Le premier d’entre eux, le Lambda (pour Liaison et accompagnement mobile pour demandeurs d’asile), vise les demandeurs d’asile usagers de drogues. «À l’origine, nous avons été contactés par le Ciré, qui s’est vu attribuer de nouveaux publics à accompagner en appartements individuels, dont des consommateurs de produits», raconte François Baufay, responsable du projet. L’objectif était de créer une équipe mobile qui puisse soutenir les travailleurs du Ciré, ainsi que ceux du Samusocial où sont orientés depuis les centres d’accueil des demandeurs d’asile avec un problème de consommation ou de discipline.
«Chez des personnes originaire d’Afghanistan, d’Irak ou du Pakistan, il y a parfois une consommation antérieure à la migration, détaille François Baufay. Des fumeurs d’opium, des consommateurs d’héroïne. Chez d’autres, la consommation s’est installée pendant le parcours migratoire. C’est un public problématique, qui n’a pas bénéficié des mesures d’éducation à la santé et de réduction des risques qui existent ici depuis plusieurs années.»
Avec l’arrivée massive de demandeurs d’asile depuis le mois de juillet, l’activité de Lambda se concentre sur l’orientation et l’accompagnement physique des personnes d’un service à l’autre. «La difficulté, s’inquiète le coordinateur du projet, c’est qu’on risque d’accompagner des personnes dans des services saturés.» (Lire notre dossier «Réfugiés-associatif: le (sur)vivre ensemble», Alter Échos n°411 du 14.10.2015.) Financé dans le cadre d’un appel à projets lancé par Fedasil, le projet souhaiterait en 2016 étendre son intervention à d’autres lieux d’accueil comme le Petit Château ou les centres de la Croix-Rouge.
Assurer une meilleure protection des plus faibles
Le Dispositif d’accompagnement mobile socio-sanitaire (Dass), soutenu pour son lancement par le Fonds Contigo de la Fondation Roi Baudouin (FRB), s’adresse lui «aux usagers de drogues en situation de vulnérabilité». Parmi eux, les personnes en séjour illégal, qui constituent de 10 à 30% des public de l’ambulatoire à bas-seuil de Bruxelles. «Les sans-papiers issus des différentes vagues migratoires, les Européens en errance, précise Éric Husson, coordinateur du Projet Lama à Anderlecht. Ces derniers sont des publics très fragiles: ils n’ont pas accès aux soins, leur santé est mauvaise car ils sont sans source de revenus, sans logement…» (Lire «Européens, plus exclus que les sans-papiers?» sur Le blog d’Alter Échos, Le Soir) À ceux-ci s’ajoutent des Belges dont les droits et l’accès aux soins ont été détricotés (Lire à ce sujet «Santé: à la recherche des droits perdus», Alter Échos n°403 du 4.05.2015).

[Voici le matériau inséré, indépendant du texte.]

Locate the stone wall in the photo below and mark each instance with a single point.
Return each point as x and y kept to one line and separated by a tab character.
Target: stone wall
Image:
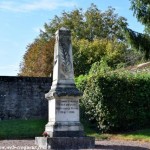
23	97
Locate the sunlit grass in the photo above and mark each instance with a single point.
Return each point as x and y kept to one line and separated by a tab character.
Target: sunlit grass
22	129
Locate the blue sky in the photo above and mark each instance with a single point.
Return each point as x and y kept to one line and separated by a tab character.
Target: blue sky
21	21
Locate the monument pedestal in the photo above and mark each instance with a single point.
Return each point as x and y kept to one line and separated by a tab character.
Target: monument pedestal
64	130
65	142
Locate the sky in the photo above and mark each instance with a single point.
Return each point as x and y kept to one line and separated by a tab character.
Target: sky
21	21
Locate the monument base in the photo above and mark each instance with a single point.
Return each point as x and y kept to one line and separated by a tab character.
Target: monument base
65	142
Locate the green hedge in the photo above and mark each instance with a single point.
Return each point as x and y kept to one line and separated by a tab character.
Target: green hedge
117	101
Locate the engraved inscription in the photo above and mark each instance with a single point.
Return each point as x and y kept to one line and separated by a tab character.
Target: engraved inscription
67	106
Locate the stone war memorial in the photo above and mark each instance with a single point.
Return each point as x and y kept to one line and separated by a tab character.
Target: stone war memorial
64	130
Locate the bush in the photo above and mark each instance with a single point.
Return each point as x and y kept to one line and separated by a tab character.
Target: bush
118	101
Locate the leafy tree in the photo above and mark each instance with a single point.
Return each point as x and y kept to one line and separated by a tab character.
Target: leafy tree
139	41
88	52
141	10
95	34
89	25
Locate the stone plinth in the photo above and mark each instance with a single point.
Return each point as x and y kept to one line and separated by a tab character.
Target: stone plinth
64	129
65	142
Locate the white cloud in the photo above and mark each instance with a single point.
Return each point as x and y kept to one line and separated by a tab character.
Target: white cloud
38	29
9	70
27	6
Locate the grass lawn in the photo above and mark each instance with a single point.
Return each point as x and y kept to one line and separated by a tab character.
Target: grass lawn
22	129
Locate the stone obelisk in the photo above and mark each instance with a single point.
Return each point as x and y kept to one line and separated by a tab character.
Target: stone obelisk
64	129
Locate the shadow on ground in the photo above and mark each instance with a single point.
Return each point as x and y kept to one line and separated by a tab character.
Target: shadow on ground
119	147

Le Dass poursuit un double objectif: accompagner ces publics, via une intervention courte, vers l’accès aux soins (AMU, conventions internationales des mutuelles, lieux de santé) et sensibiliser les différents partenaires à leurs besoins.
«Ce n’est pas facile de pousser certaines portes. D’un autre côté, la plupart des services sont submergés de demandes. Certaines personnes ne sont donc pas reçues. Ces fonctions d’accompagnateurs permettent un meilleur maillage de la première ligne, une perméabilité entre les services et une meilleure protection sociale des plus faibles», conclut Éric Husson, qui se dit aujourd’hui inquiet pour la pérennisation de ces tout jeunes dispositifs.